“But don’t you want to see Lanty?”

“Perhaps I’d better not worry him to-night. I’ll be ready for him when he wants me, poor old man! Please take me home.” His voice was very weak, and she felt him heavy on her arm. “You might, you know. You’re not the only lonely pebble on the beach!”

Harriet blushed again, but without anger, this time. Wiggie had known, all along, and the thought had never hurt her or made her ashamed. And no matter where his own love was placed, he yet had an urgent need of herself. She remembered how he had turned to Wild Duck as his refuge. It was queerly pleasant to be needed. She would take him home.

They got him back to the car with some difficulty, and, once inside, he lay against the cushions so still that she was afraid, until she found that he had simply fallen into exhausted sleep. He had spent all his little store of strength in coming to her in the dark hour when she had deliberately shut herself out of Heaven. It was strange that he should always be digging her out of deep places. It seemed almost like fate.

The Rur’l D’trict C’cillor drew the rug more closely round him with an oddly-motherly touch.

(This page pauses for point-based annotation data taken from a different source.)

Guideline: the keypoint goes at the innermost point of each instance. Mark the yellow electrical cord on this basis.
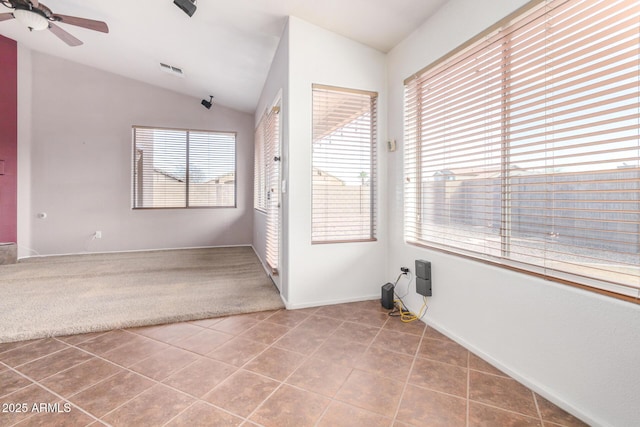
(407, 316)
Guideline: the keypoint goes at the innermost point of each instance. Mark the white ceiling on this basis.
(225, 49)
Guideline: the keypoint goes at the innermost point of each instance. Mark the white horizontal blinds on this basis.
(164, 179)
(272, 162)
(159, 168)
(525, 148)
(259, 189)
(344, 165)
(212, 169)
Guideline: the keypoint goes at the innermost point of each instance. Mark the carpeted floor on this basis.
(65, 295)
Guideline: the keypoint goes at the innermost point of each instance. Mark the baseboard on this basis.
(526, 381)
(330, 302)
(136, 251)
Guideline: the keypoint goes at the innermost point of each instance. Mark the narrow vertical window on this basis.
(344, 165)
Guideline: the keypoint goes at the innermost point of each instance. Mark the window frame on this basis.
(134, 194)
(373, 163)
(413, 192)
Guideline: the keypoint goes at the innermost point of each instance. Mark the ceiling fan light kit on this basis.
(33, 19)
(207, 104)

There was indeed a vile smell of gas in the office, and an unlighted fire, astonishingly badly laid, showed yesterday’s cinders still unraked. A perfect sea of newspapers heaved along the floor, and across them Lanty’s boots had trodden a path to his desk at the far end, where his private documents had been swept aside to make room for more Gazettes. A large island of stickphast sat smugly upon the fine leather. The shelves had been ruthlessly rifled. Cupboard doors stood open. The newspapers themselves, evidently long folded away with neat precision, had been crushed and crumpled, slashed or torn across. For a second, Dandy forgot her nervousness in sheer amazed horror.

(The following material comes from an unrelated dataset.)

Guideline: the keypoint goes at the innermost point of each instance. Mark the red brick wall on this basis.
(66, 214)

Lanty was standing by the desk, with one of the myriad sheets in his hand, looking down at it with a still intentness and absorption. When he heard the door he lifted his head without turning, clutching the paper close as if afraid that somebody might see it over his shoulder.

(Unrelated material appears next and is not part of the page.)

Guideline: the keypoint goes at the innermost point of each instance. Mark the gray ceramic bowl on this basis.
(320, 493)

“Who is it?” he asked, still with the air of being on guard, and Dandy of the Tray, in a faint and rather frightened voice, wishing herself safely back at Watters answered: “Our Agnes!” The silver spoon clinked against the bowl.

Lanty had been well-trained by weekly nightmare meals to the stern remembrance of the “girl’s night out,” but in the present stress of circumstance his weary brain had again let slip the important fact. The voice might easily have belonged to Our Agnes, who boasted an organ varying between the colourless twitter of a new-fledged sparrow and the discordance of the tom-tom. It certainly carried no faintest reminder of Dandy. Moreover, in his passionate concentration upon the paper, yielding to it entire heart and soul and quickened, yearning memory, Dandy was as if she had never been.